Suppose there is a primitive human settlement on the edge of a dense forest. The forest is very difficult to traverse, especially with equipment. However, the villagers need the fruits of the forest, so they create a pathway through the forest. Eventually, the pathway becomes a road that reaches the other side of the forest. One day, by chance, a villager uses the food trail to take some digging tools to the other side of the forest, where he digs for minerals. There, thanks to his tools, he finds an immensely valuable mineral. Soon, the forest road is used as much for mineral transport as for food. Finally, the village learns to plant nutritious crops in the flatlands near the village, and stops collecting low nutrition foods in the forest.
Now, look at the final state. The villagers are using the road only to transport minerals and tools for digging. Yet, if the road had not existed, they could never have transported the tools to make the initial discovery. It's just too improbable that the village folk would create a road to nowhere at massive expense, transport their equipment along this trail, dig, and find minerals. Since the villagers don't feed in the forest, and have forgotten that they did, this system is apparently irreducibly complex (IC).

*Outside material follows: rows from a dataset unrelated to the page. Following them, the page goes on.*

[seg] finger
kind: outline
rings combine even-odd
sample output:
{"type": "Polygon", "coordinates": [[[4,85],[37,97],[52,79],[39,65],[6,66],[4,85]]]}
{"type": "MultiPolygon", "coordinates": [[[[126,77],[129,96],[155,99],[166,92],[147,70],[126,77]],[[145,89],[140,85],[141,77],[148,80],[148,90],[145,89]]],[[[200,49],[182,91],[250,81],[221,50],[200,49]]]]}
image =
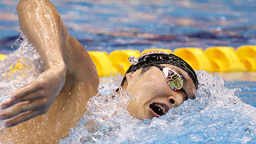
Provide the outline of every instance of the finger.
{"type": "Polygon", "coordinates": [[[46,107],[44,101],[46,101],[40,100],[33,101],[26,101],[15,104],[9,109],[2,111],[0,114],[0,119],[11,118],[22,113],[43,108],[46,107]]]}
{"type": "Polygon", "coordinates": [[[23,121],[44,113],[45,113],[44,110],[43,111],[33,110],[22,113],[7,121],[6,122],[5,126],[7,127],[13,127],[23,121]]]}
{"type": "Polygon", "coordinates": [[[41,85],[36,82],[34,82],[31,84],[21,89],[13,95],[10,97],[11,101],[13,101],[18,98],[24,97],[31,94],[35,91],[42,89],[41,85]]]}
{"type": "Polygon", "coordinates": [[[3,102],[1,104],[1,108],[2,109],[5,109],[8,107],[18,103],[21,101],[19,101],[19,99],[27,96],[35,92],[37,90],[41,89],[41,87],[39,86],[37,83],[34,83],[30,84],[18,91],[17,92],[10,97],[9,101],[3,102]]]}
{"type": "Polygon", "coordinates": [[[2,109],[4,109],[19,103],[26,101],[34,101],[43,98],[44,98],[44,96],[43,96],[42,92],[39,90],[30,94],[24,95],[14,101],[12,101],[11,100],[6,101],[1,105],[1,108],[2,109]]]}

Not knowing this history, it appears that the villagers would have had to know about the minerals before they built the road and dug for them in the right spot.
By co-opting components of a system that serve alternate functions (nutrition, not just mining), one significantly reduces the improbability involved versus having all the components appear at once. You get the illusion of foresight.
And yet, intelligent design advocates like Behe and Dembski continue to deny that IC systems can evolve through incremental steps. This is willful blindness (or worse). Their claims have been thoroughly refuted, but they continue to make them.